Sadak 2 is the end of the road for Mahesh Bhatt. Is this the same director who once made those memorable masterpieces? While we sit and lament over the Sanjay Dutt and Alia Bhatt-starrer for being one of the biggest disappointments of an already dreadful year, here are the three hit films we would like to remember Mahesh for.
- Arth (1982)
The story of an abandoned wife who scratches and claws her way back to the surface has Shabana Azmi in one of Indian cinema’s finest performances. The bold strokes of feminism in the storytelling never seem painted on. Mahesh once said to me, “Arth came into my life after a string of duds. These included Vishwasghat and Lahu
Ke Do Rang which were fairly big-budgeted commercial films. Arth was a personal statement on the man-woman relationship that shattered the belief of the traditional power centres within our film industry that only a certain kind of formula works at the boxoffice.”
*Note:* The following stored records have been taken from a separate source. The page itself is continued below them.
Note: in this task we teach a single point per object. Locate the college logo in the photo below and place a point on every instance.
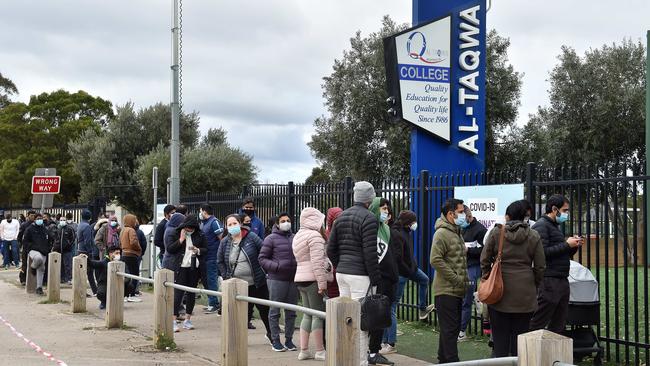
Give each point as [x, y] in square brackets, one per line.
[416, 47]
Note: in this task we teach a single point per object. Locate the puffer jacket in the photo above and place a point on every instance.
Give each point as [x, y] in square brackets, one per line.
[309, 249]
[276, 256]
[449, 259]
[353, 243]
[522, 266]
[129, 237]
[251, 245]
[557, 251]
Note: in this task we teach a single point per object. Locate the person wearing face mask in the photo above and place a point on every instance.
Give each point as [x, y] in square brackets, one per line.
[107, 234]
[256, 225]
[238, 257]
[100, 267]
[450, 283]
[9, 229]
[36, 242]
[63, 240]
[553, 294]
[401, 237]
[473, 233]
[277, 259]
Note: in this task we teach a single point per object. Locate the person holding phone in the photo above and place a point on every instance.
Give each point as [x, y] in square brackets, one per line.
[553, 294]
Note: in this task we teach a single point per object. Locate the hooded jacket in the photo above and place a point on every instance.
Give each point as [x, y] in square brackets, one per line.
[250, 246]
[176, 250]
[170, 260]
[449, 259]
[276, 256]
[385, 248]
[522, 266]
[353, 243]
[557, 251]
[309, 249]
[129, 238]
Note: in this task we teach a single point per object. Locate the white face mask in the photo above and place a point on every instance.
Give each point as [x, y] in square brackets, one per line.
[285, 226]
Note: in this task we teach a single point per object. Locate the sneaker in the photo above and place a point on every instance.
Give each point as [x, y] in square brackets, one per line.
[388, 349]
[289, 345]
[424, 313]
[305, 355]
[379, 359]
[210, 310]
[462, 336]
[278, 347]
[187, 324]
[320, 355]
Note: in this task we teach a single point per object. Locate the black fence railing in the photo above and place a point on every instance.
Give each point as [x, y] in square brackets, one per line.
[608, 208]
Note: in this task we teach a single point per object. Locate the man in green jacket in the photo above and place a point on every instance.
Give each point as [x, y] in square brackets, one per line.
[449, 258]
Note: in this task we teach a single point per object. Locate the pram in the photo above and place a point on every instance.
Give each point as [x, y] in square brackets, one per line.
[584, 314]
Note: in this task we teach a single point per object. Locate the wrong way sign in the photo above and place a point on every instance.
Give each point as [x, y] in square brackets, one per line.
[46, 184]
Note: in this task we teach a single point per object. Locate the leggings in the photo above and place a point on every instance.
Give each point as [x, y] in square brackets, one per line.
[311, 299]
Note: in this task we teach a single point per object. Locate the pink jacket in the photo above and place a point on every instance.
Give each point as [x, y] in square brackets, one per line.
[309, 250]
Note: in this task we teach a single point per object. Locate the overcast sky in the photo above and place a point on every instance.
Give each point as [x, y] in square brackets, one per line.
[256, 67]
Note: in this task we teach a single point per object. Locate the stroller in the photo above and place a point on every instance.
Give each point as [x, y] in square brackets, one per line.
[584, 314]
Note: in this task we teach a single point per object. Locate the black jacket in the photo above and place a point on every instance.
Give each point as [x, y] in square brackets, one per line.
[556, 250]
[37, 238]
[352, 244]
[474, 232]
[402, 240]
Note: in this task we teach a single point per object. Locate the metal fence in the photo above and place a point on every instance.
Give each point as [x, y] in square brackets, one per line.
[608, 208]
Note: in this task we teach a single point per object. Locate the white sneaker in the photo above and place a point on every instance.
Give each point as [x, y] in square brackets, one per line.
[320, 355]
[305, 355]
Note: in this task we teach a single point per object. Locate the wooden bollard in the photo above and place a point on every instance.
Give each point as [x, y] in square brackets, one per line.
[30, 278]
[79, 279]
[54, 277]
[234, 323]
[163, 330]
[342, 333]
[543, 347]
[115, 295]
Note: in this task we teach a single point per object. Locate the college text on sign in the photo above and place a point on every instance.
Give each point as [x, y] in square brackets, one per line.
[424, 73]
[469, 61]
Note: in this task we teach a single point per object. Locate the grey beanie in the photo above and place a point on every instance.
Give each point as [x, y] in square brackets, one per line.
[364, 192]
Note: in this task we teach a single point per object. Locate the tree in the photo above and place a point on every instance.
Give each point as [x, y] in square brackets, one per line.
[32, 136]
[357, 138]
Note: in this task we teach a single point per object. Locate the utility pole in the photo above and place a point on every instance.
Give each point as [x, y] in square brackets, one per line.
[175, 179]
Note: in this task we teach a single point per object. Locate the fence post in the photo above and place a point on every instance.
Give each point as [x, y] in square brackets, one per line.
[30, 277]
[291, 205]
[348, 192]
[79, 278]
[542, 348]
[531, 175]
[234, 323]
[54, 277]
[342, 333]
[115, 295]
[163, 331]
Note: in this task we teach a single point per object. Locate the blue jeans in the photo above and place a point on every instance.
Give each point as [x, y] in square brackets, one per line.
[419, 277]
[474, 273]
[14, 252]
[213, 280]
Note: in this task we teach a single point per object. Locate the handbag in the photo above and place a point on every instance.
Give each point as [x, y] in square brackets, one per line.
[491, 290]
[375, 311]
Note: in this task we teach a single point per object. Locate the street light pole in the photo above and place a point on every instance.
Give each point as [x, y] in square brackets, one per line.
[175, 180]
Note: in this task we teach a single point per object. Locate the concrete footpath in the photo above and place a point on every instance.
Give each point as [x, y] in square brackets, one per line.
[30, 331]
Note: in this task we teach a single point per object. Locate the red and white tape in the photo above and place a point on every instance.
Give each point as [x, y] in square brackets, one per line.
[33, 345]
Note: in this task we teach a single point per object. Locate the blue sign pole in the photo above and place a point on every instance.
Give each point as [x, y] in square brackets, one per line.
[465, 152]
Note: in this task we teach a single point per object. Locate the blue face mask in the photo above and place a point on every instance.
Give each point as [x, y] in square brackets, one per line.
[234, 230]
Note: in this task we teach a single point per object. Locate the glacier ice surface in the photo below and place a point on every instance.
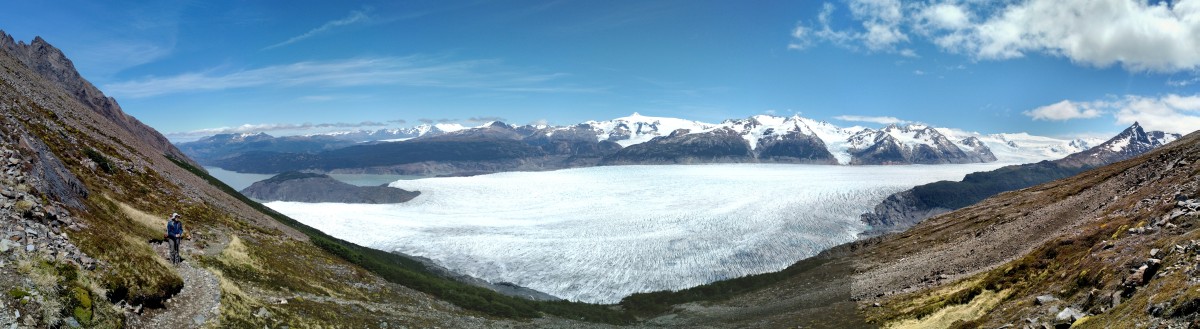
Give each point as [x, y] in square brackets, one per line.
[599, 234]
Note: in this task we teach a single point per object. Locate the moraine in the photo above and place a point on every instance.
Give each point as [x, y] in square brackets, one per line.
[599, 234]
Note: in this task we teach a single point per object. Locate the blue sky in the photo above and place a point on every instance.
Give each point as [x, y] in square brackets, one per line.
[1042, 66]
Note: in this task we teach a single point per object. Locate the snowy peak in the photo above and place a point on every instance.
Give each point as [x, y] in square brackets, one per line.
[1135, 139]
[915, 143]
[640, 129]
[1132, 142]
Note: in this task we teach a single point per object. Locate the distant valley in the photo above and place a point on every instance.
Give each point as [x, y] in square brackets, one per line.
[448, 149]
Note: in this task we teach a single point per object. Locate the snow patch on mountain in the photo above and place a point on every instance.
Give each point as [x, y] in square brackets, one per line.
[599, 234]
[1024, 148]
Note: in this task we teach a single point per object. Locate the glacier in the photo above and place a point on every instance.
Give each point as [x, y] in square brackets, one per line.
[603, 233]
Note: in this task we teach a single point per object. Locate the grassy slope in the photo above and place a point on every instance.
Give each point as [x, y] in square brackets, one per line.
[413, 274]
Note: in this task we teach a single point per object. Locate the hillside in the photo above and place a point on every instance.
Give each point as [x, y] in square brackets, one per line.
[905, 209]
[635, 139]
[294, 186]
[85, 195]
[1109, 247]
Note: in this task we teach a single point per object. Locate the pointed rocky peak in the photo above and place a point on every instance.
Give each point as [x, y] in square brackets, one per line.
[1131, 142]
[972, 142]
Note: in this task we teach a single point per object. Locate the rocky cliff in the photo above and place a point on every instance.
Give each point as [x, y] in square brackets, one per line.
[293, 186]
[905, 209]
[84, 195]
[55, 67]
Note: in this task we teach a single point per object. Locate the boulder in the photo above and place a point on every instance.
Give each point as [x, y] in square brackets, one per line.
[1068, 315]
[1044, 299]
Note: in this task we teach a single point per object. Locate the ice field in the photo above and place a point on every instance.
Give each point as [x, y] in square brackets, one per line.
[599, 234]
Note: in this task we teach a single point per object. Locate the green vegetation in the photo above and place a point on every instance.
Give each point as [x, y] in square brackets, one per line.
[101, 161]
[18, 293]
[413, 274]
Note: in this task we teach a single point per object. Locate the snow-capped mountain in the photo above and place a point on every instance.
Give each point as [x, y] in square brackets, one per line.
[640, 129]
[1132, 142]
[1024, 148]
[634, 139]
[913, 144]
[394, 135]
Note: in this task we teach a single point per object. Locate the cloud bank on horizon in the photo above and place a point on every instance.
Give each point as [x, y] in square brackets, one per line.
[1162, 37]
[1048, 67]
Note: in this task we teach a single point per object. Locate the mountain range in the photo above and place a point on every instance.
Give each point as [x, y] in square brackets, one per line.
[449, 149]
[905, 209]
[84, 192]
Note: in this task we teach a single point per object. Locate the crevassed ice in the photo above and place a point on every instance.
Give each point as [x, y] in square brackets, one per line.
[599, 234]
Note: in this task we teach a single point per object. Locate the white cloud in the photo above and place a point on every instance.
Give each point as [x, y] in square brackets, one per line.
[1170, 113]
[268, 127]
[945, 16]
[881, 120]
[1173, 113]
[801, 37]
[1065, 111]
[353, 18]
[1157, 36]
[407, 71]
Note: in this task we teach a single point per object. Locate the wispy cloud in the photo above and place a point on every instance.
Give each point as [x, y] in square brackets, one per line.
[355, 17]
[485, 119]
[1139, 36]
[431, 121]
[406, 71]
[269, 127]
[1170, 113]
[881, 120]
[1066, 111]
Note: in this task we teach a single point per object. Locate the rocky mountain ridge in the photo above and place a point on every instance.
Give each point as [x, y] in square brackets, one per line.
[294, 186]
[907, 208]
[84, 195]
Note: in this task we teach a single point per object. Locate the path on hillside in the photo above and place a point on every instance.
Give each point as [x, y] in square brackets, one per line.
[196, 304]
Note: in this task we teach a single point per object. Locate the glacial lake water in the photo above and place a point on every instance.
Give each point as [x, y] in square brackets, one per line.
[599, 234]
[241, 180]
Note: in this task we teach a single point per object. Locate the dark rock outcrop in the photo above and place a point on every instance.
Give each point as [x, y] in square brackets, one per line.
[721, 145]
[295, 186]
[905, 209]
[881, 147]
[48, 61]
[210, 149]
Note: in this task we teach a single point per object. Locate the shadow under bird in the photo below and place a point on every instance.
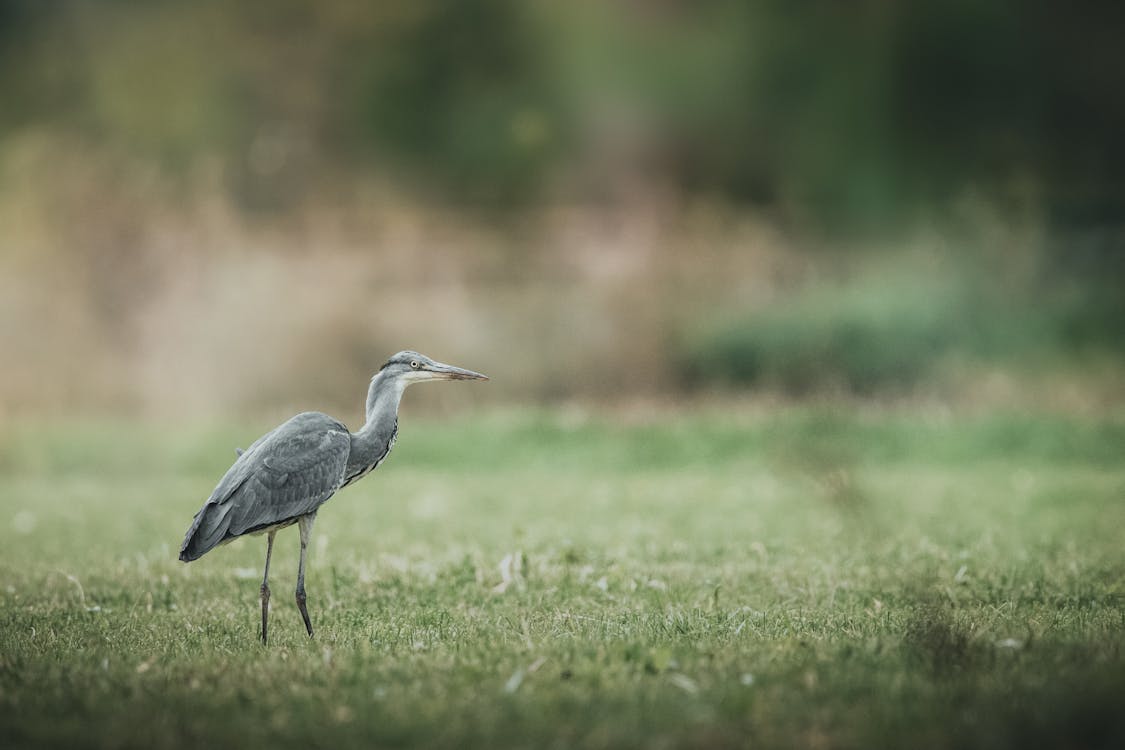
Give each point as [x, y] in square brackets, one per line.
[289, 472]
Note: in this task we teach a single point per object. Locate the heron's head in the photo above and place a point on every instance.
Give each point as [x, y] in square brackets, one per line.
[411, 367]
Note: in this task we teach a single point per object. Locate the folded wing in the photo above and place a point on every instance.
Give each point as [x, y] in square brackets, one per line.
[285, 475]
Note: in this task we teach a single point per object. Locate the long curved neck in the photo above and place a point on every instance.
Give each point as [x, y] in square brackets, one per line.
[383, 398]
[376, 437]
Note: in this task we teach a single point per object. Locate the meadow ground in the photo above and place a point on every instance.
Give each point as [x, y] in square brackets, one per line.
[827, 578]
But did Mahesh ever expect the film to become so iconic? “I made Arth on the firm belief that any work which originates from a filmmaker’s heart inevitably connects with the aam junta (general public). And it hit home in ways that shocked the industry, but not me. I remember India won the Cricket World Cup on the very day when Arth was declared a hit. I remember I was at the Plaza cinema in Delhi watching the film on the Friday it was released. We were tense, since this was not the kind of entertainment the public was used to. The scene where the deserted wife Shabana Azmi rejects her husband Kulbhushan Kharbanda
and walks away from him got a standing ovation from the so-called front-benchers at this hardcore mass-entertainment theatre. I knew then and there that our film was a hit.”
- Saaraansh (1984)
A 65-year old man, played by the 24-year old Anupam Kher, in a role earmarked for Sanjeev
Kumar, who comes to terms with mortality after his only son’s sudden death, many consider Saaraansh a better film than Arth, and they are probably right. The pain of the protagonist is expressed in welters of creative eruption that Mahesh never tried to streamline in the plot. He just let it all flow out. No wonder Anupam is so proud of Saaraansh. He once said, “35 years ago I played the age that I am now. I am grateful to the great Sanjeev Kumar for opting out of that project. Because of him I got to do one of the most brilliantly written characters at the beginning of my career.”
- Zakham (1998)
Every time you forget how brilliant an actress Pooja Bhatt is capable of being, watch her as a woman who steals time with her husband whenever he can get away from his first family. It’s hard to believe Pooja had never worn a saree before this. She looked as though she was born in one. This is the last film Mahesh directed before Sadak 2. And that’s the way it should have remained.